If the third and the ninth terms of AP are 4 and -8 respectively, which term of this AP is zero?

Answer 1

Hint: The nth term of an arithmetic progression is given as ${{T}_{n}}=a+\left( n-1 \right)d$ where ‘a’ and ‘d’ are the first time and common difference of the A.P. and ${{T}_{n}}$ is denoting the nth term. Form the equations using the given conditions and solve it further to get the answer.

Complete step-by-step answer:
As we know that general term of an A.P. is given as ${{T}_{n}}=a+\left( n-1 \right)d$where a, d are denoting the first term of the A.P. and common difference respectively and ${{T}_{n}}$is denoting the nth term.
So, now coming to the question, we have the 3rd and 9th terms of the A.P. as 4 and -8 respectively.
Hence, we can form two equations with the help of the relation of the nth term of any A.P.
Let common difference and first term be d and a respectively of A.P. , hence
${{T}_{n}}=a+\left( n-1 \right)d$………….. (i)
So, 3rd term can be written as
${{T}_{3}}=a+\left( 3-1 \right)d=a+2d$
As we know ${{T}_{3}}=4$, hence, we get
${{T}_{3}}=a+2d=4$……….. (ii)
Similarly, 9th term can be written with the help of equation (i) as
${{T}_{g}}=a+\left( 9-1 \right)d=a+8d$
As we know ${{T}_{9}}=-8$, hence, we get
a + 8d = -8 ………... (iii)
Now, subtract equation (ii) and (iii) to get values of a and d. hence, we get
(a + 2d) – (a + 8d) = 4 – (-8)
a + 2d – a – 8d = 4 + 8
a – a + 2d – 8d = 12
-6d = 12
d = -2 ……………. (iv)
Now, put the value of ‘d’ from equation (iv) in equation (iii) to get the value of ‘a’. Hence, we get
a + 8 (-2) = -8
a – 16 = -8
a = 16 – 8 = 8
a = 8 ………….. (v)
Hence, the given A.P. in the question will have first term as 8 and common difference as ‘-2’.
Now, we need to determine which term will be zero of the A.P.
Let ${{t}^{th}}$ term of the given A.P. will be O.
Hence, we can write the ${{t}^{th}}$ term from the equation (i) as
${{T}_{t}}=a+\left( t-1 \right)d$
Where a = 8 from equation (v), d = -2 from equation (iv) and ${{T}_{t}}=0$
So, we get
0 = 8 + (t – 1) (-2)
-8 = (t -1) (-2)
 (t -1) = 4
t = 5
Hence, the 5th term of the A.P. will be 0.

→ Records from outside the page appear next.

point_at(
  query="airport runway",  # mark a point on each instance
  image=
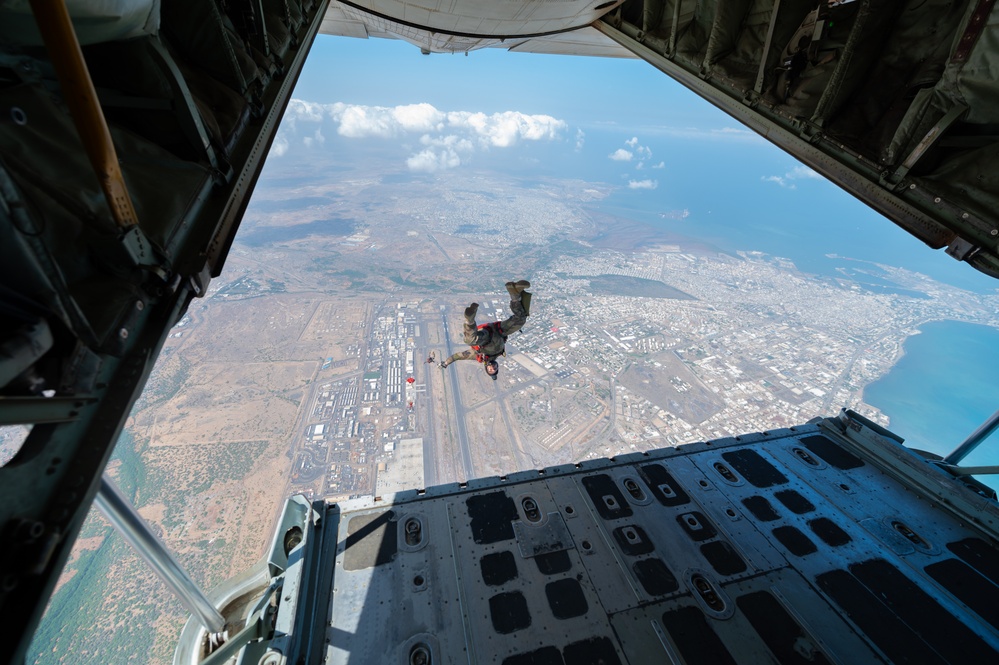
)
(459, 408)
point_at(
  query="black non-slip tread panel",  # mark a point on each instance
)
(372, 540)
(553, 563)
(566, 598)
(979, 555)
(794, 502)
(498, 568)
(795, 541)
(602, 489)
(544, 656)
(655, 577)
(492, 517)
(948, 636)
(754, 468)
(509, 612)
(829, 532)
(761, 508)
(882, 626)
(594, 651)
(783, 636)
(832, 453)
(723, 558)
(637, 545)
(694, 638)
(968, 586)
(656, 477)
(696, 525)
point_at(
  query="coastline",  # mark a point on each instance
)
(930, 403)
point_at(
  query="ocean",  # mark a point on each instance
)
(943, 388)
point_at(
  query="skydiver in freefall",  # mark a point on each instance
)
(488, 341)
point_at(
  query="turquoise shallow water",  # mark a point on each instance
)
(945, 386)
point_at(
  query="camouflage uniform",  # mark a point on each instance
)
(488, 341)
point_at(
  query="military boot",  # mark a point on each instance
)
(516, 288)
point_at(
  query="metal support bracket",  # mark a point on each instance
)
(894, 181)
(34, 410)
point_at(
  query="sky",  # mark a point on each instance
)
(670, 154)
(671, 157)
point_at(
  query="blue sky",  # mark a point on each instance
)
(622, 122)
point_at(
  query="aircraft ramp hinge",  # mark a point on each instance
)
(961, 249)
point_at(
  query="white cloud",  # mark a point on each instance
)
(505, 129)
(779, 180)
(803, 172)
(444, 133)
(701, 133)
(279, 147)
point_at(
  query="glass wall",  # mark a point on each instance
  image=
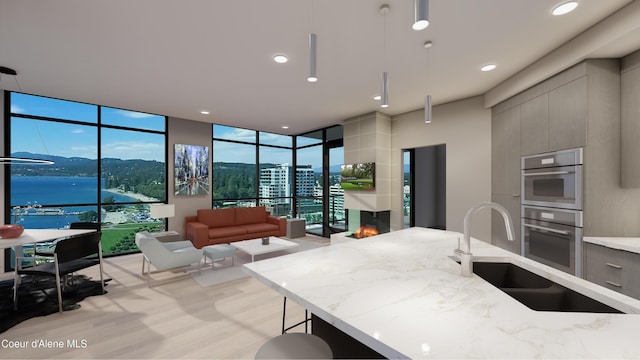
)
(319, 198)
(251, 167)
(109, 166)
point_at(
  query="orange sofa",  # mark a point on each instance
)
(218, 226)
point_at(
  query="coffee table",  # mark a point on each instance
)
(254, 247)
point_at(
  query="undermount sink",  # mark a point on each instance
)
(535, 291)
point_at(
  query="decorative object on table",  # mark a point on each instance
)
(191, 170)
(21, 210)
(162, 211)
(11, 231)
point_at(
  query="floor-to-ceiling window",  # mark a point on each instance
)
(319, 198)
(252, 167)
(109, 166)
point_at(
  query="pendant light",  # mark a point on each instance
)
(427, 98)
(384, 100)
(16, 160)
(420, 14)
(313, 41)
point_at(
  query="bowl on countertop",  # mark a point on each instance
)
(10, 231)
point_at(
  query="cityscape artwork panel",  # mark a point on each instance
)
(191, 170)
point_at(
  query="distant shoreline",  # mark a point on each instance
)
(130, 194)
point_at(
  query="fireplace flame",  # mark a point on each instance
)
(365, 231)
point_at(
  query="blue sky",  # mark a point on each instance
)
(64, 139)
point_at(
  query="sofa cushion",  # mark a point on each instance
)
(226, 231)
(251, 215)
(214, 218)
(262, 227)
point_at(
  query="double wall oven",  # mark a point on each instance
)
(552, 209)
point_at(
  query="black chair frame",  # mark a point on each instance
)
(70, 255)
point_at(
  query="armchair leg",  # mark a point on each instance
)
(59, 287)
(16, 283)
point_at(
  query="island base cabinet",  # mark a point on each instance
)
(342, 344)
(614, 269)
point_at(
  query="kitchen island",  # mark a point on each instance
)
(402, 295)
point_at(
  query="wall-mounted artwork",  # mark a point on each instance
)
(191, 170)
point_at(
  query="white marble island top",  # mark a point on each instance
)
(631, 244)
(400, 294)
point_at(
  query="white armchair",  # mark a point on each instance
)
(165, 256)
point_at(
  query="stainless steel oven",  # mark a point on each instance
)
(553, 237)
(553, 179)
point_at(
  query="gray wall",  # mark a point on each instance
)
(430, 186)
(465, 127)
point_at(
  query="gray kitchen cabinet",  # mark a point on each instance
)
(505, 169)
(505, 165)
(629, 124)
(614, 269)
(568, 115)
(534, 125)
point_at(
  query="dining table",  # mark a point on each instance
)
(34, 236)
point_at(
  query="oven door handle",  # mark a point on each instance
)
(547, 173)
(561, 232)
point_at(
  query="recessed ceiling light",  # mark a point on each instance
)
(280, 59)
(564, 8)
(488, 67)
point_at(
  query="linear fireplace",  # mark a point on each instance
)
(364, 223)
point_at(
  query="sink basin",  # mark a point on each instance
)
(535, 291)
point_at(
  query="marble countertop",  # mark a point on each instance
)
(400, 294)
(631, 244)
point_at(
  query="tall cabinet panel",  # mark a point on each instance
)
(506, 174)
(630, 124)
(568, 115)
(535, 125)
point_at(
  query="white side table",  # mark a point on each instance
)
(167, 236)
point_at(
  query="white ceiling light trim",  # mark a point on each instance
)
(280, 58)
(564, 8)
(420, 14)
(488, 67)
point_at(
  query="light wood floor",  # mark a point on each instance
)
(176, 320)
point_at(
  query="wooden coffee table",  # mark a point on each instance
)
(254, 247)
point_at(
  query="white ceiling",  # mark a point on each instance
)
(179, 57)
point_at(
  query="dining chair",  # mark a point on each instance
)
(70, 255)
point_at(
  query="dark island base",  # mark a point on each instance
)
(342, 345)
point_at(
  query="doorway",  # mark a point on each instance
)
(425, 185)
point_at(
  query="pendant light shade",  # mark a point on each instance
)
(312, 58)
(384, 100)
(16, 160)
(427, 109)
(421, 14)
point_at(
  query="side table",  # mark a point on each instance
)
(166, 236)
(296, 228)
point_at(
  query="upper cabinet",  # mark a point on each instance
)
(535, 125)
(568, 115)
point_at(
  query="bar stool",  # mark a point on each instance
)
(295, 346)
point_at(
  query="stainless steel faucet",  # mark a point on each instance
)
(464, 253)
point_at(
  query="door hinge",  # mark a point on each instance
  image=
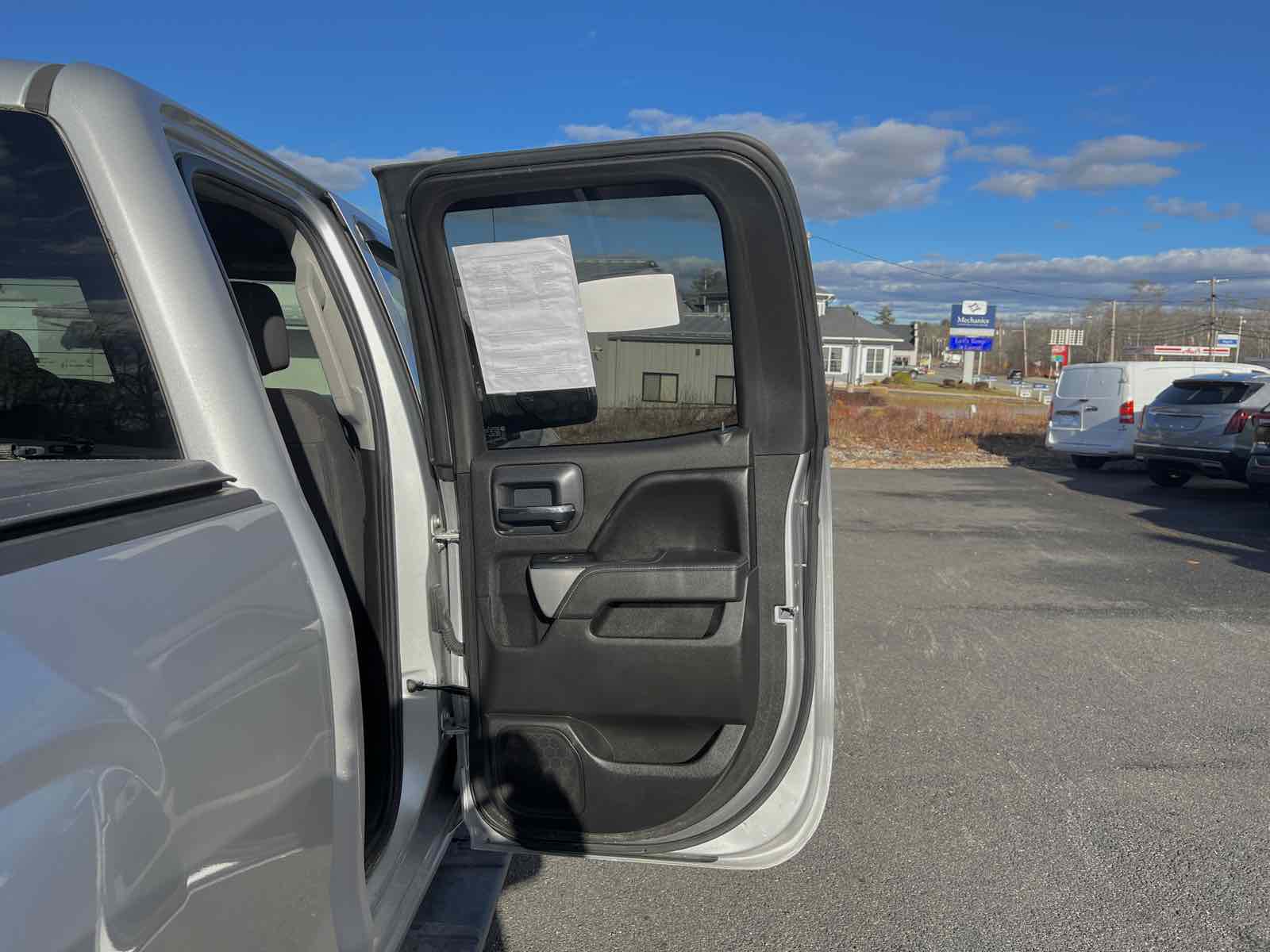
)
(785, 613)
(441, 536)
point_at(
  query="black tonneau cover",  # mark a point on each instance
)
(37, 493)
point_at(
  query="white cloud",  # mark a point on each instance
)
(597, 133)
(1016, 184)
(1054, 285)
(841, 173)
(997, 129)
(351, 173)
(1198, 211)
(1094, 165)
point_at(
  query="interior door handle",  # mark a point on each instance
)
(554, 516)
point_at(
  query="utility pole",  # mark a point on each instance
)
(1212, 309)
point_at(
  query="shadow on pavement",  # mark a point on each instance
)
(533, 800)
(1231, 518)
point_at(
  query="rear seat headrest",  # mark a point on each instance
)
(16, 355)
(266, 328)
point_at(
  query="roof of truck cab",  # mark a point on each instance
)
(22, 82)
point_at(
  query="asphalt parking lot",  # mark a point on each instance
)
(1053, 734)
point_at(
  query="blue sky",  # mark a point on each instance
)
(1066, 152)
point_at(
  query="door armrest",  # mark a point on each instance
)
(581, 587)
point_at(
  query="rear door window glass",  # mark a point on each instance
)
(652, 380)
(1090, 381)
(1206, 393)
(75, 374)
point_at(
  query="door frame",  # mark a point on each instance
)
(791, 371)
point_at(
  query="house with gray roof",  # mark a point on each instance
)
(856, 351)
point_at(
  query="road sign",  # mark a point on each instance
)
(979, 321)
(1067, 336)
(1189, 351)
(973, 342)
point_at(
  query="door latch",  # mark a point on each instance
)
(441, 536)
(454, 723)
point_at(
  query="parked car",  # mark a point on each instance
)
(251, 691)
(1200, 425)
(1098, 406)
(1257, 473)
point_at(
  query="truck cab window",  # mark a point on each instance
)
(75, 374)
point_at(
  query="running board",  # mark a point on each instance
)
(457, 911)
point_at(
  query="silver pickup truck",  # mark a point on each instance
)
(298, 593)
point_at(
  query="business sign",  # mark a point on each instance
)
(978, 321)
(969, 342)
(1189, 351)
(1072, 336)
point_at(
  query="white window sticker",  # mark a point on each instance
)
(526, 315)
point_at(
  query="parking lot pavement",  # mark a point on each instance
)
(1052, 734)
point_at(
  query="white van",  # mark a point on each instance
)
(1098, 406)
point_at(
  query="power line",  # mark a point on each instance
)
(1049, 296)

Note: One can solve the equations a + 2d = 4 and a + 8d = -8 by substitution as well. We can take the value of ‘a’ from one equation and put it in the second equation.
One can go wrong with the nth term of the A.P. as well. One may write the 3rd and 9th terms as (a + 3d) and (a + 9d) in case of very fast calculations, which are wrong. So, always go by basics and be clear with the terms of ${{T}_{n}}=a+\left( n-1 \right)d$ to get the correct equations.